The underlying principle behind DRY is that there should be one authoritative source for any artifact in a piece of software. This can take different forms depending on the context. One example might be a constant literal. If a literal, for example a numeric value or a string value, exists more than one place in a program, it's a bad thing. The duplication should be removed and replaced with a named constant. The constant becomes the authoritative source for the value. This also has the side effect of making the software more readable if a good name is chosen because the meaning can be conveyed, not just the value. Another example is duplicated code. If lines of code are copied and pasted, there becomes more than one authority for the code's behavior. Instead, those duplicated lines should be put in a function that can be called from the various places the behavior is needed.

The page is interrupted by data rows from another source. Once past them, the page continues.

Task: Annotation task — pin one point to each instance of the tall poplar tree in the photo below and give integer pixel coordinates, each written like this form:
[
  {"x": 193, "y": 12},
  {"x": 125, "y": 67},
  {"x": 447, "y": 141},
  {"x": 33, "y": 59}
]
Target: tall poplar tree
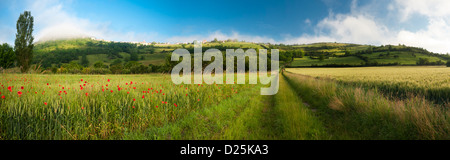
[{"x": 24, "y": 41}]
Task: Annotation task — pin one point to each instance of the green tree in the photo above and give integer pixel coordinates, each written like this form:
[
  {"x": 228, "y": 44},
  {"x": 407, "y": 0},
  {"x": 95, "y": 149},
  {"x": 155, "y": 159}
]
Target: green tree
[
  {"x": 321, "y": 57},
  {"x": 24, "y": 41},
  {"x": 7, "y": 56},
  {"x": 99, "y": 64},
  {"x": 84, "y": 61},
  {"x": 134, "y": 57}
]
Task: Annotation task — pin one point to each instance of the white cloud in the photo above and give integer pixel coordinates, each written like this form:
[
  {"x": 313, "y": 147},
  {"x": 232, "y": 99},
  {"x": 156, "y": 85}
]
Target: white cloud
[
  {"x": 53, "y": 21},
  {"x": 429, "y": 8},
  {"x": 221, "y": 36},
  {"x": 362, "y": 26}
]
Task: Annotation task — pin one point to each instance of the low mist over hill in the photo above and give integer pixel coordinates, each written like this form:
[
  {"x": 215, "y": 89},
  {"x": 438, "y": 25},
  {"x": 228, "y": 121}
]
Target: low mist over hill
[{"x": 57, "y": 52}]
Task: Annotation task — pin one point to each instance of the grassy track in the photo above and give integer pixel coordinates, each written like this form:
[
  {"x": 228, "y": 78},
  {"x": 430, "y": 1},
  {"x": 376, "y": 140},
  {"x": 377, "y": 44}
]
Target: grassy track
[{"x": 282, "y": 116}]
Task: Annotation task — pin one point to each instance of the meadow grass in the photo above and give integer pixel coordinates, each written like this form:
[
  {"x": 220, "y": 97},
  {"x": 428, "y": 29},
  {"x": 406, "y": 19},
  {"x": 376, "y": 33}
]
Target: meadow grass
[{"x": 87, "y": 109}]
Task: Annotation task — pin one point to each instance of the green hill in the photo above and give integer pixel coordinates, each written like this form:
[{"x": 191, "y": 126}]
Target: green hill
[
  {"x": 59, "y": 52},
  {"x": 341, "y": 54}
]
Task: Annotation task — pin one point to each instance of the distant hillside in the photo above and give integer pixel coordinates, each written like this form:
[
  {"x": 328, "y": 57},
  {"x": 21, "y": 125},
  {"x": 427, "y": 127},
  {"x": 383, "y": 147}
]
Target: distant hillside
[
  {"x": 56, "y": 53},
  {"x": 347, "y": 55}
]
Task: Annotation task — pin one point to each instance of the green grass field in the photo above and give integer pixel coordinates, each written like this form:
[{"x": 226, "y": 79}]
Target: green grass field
[
  {"x": 149, "y": 106},
  {"x": 307, "y": 61}
]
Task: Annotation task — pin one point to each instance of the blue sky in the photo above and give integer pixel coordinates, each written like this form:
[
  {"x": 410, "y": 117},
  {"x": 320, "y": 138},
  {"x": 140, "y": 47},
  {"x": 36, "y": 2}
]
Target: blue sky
[{"x": 422, "y": 23}]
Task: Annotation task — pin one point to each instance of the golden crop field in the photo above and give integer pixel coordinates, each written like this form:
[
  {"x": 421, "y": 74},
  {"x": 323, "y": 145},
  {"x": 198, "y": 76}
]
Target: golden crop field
[{"x": 431, "y": 82}]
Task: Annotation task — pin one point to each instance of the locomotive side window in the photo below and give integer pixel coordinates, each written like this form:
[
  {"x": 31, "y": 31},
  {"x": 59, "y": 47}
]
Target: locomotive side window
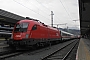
[
  {"x": 34, "y": 27},
  {"x": 22, "y": 27}
]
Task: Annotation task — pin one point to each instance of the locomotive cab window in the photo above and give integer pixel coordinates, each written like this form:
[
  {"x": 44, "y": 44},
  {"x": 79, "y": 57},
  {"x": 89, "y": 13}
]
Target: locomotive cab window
[{"x": 34, "y": 27}]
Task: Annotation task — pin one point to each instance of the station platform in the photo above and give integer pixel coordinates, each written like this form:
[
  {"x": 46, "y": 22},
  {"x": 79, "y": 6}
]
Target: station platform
[{"x": 83, "y": 52}]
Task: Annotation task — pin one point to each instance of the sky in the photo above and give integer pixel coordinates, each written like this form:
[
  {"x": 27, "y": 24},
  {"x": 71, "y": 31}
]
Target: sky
[{"x": 65, "y": 11}]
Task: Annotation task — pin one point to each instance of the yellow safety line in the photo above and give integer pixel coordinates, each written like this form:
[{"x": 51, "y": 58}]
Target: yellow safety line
[{"x": 87, "y": 52}]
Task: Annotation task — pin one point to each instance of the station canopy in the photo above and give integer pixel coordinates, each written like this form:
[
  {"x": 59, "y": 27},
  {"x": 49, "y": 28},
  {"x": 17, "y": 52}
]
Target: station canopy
[{"x": 84, "y": 11}]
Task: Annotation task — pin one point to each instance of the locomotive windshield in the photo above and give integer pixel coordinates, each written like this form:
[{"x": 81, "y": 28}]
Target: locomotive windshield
[{"x": 22, "y": 27}]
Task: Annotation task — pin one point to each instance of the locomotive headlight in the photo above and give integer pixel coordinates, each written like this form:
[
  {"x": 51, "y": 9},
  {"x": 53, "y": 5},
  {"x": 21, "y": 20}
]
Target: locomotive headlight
[{"x": 27, "y": 35}]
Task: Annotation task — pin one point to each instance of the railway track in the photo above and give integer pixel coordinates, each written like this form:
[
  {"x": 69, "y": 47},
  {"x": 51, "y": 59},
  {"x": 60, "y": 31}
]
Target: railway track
[
  {"x": 63, "y": 53},
  {"x": 38, "y": 54}
]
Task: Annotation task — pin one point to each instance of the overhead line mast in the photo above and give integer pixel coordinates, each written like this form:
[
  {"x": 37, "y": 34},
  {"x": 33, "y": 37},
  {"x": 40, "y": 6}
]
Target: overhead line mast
[{"x": 52, "y": 18}]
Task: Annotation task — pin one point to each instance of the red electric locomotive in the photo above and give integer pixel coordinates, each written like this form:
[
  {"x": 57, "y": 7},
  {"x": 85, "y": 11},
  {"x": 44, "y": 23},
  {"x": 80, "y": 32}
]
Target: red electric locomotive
[{"x": 33, "y": 32}]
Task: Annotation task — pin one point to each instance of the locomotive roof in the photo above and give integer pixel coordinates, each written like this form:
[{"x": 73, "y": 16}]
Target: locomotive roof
[
  {"x": 66, "y": 32},
  {"x": 38, "y": 22}
]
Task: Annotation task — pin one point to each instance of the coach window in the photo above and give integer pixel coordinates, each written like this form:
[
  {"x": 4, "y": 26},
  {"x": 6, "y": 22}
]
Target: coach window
[{"x": 34, "y": 27}]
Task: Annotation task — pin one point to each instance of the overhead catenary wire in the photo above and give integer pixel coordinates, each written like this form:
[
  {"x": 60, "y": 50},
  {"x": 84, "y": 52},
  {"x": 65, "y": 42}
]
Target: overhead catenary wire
[
  {"x": 47, "y": 8},
  {"x": 29, "y": 9}
]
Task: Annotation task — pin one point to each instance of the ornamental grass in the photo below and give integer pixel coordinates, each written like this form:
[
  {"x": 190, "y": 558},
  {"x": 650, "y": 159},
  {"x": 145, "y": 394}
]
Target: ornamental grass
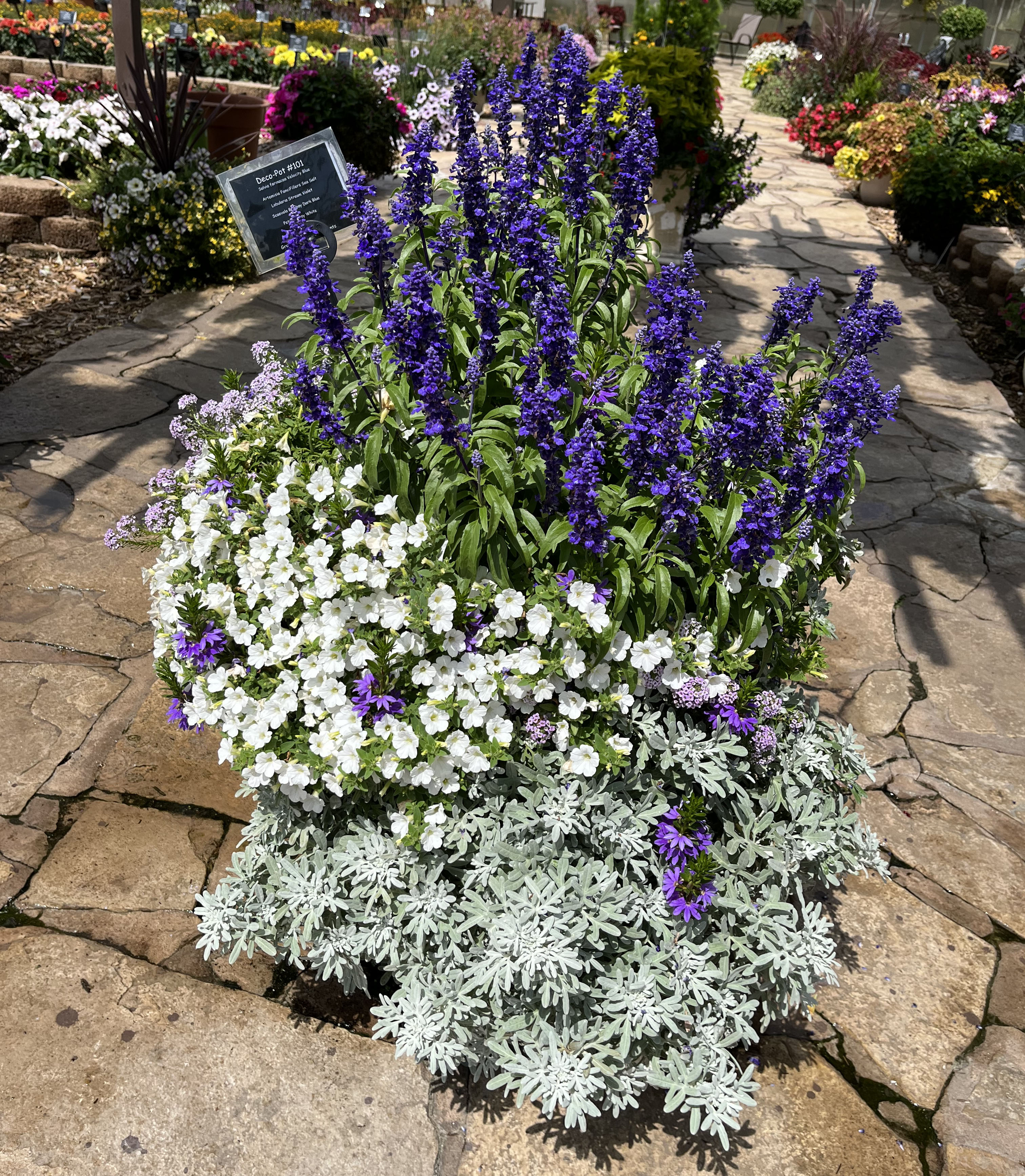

The KISS principle is based on the idea that complexity makes code that's hard to understand, maintain and debug. Code that is hard to understand will have more bugs in it to begin with and take longer to get working properly. It will also be harder for the person who has to maintain it to make changes and hence will increase the cost of ownership over the lifetime of the product.

On the surface, I think most developers will agree that both these principles are good. However, I think there is disagreement upon which one trumps the other.

An argument could be made that removing duplication increases complexity. In the examples for DRY above, adding a function or constant declaration adds indirection. As you read the code, the value is not immediately obvious and the behavior is not readily apparent. You have to go somewhere or use some feature in the IDE to find the value or determine what the routine does. In addition to readability, as you write, you have extra work to make a separate function. It is much faster to simply copy what you need and paste it somewhere else.

I understand these arguments. I know first hand the temptation to grab a section of code and paste it somewhere else. I know the pain of slowing down and having to think deeply about how to not make the duplicate copy of the code. Given all that...

DRY trumps KISS every time.

When I look at the long term maintainability, having one place where behavior or values or anything else is defined is always the better thing. I've experienced first hand maintenance of code with high levels of duplication. I have made changes in one place without knowing about the duplication and not also fixing the same code elsewhere. I have seen others do the same thing. The testing and validation in these scenarios can get very painful. When maintaining software and making changes, dealing with a single authority is much more accurate and faster, even with increased indirection.

In addition to long term maintainability when behavior should be changed, not repeating yourself reduces the chance of copy and paste errors. More times than I care to count, I've found bugs where a block of code was copied and minor changes made throughout it. Missing even one thing that should be changed will result in insidious bugs setting up residence in your application. Many times these won't be caught until much later in the product's life-cycle, increasing the cost of fixing them.

Just today I violated this principle... even after thinking "do I really want to do this?"... even with the draft of this article fresh in my mind... and I introduced a bug that took me a minute to figure out. I had these two lines:
const string name1 = "value one" ;
var value1 = !computeValueForName(name1);
That I duplicated and changed to this:
const string name2 = "value two" ;
var value2 = !computeValueForName(name1);
See the error? When I did, I promptly refactored this to:
var names = new [] { "value1" , "value2" };
var values = from n in names select !computeValueForName(n);
So, yeah, when I see violations of DRY I have almost a compulsive need to fix it. How about you?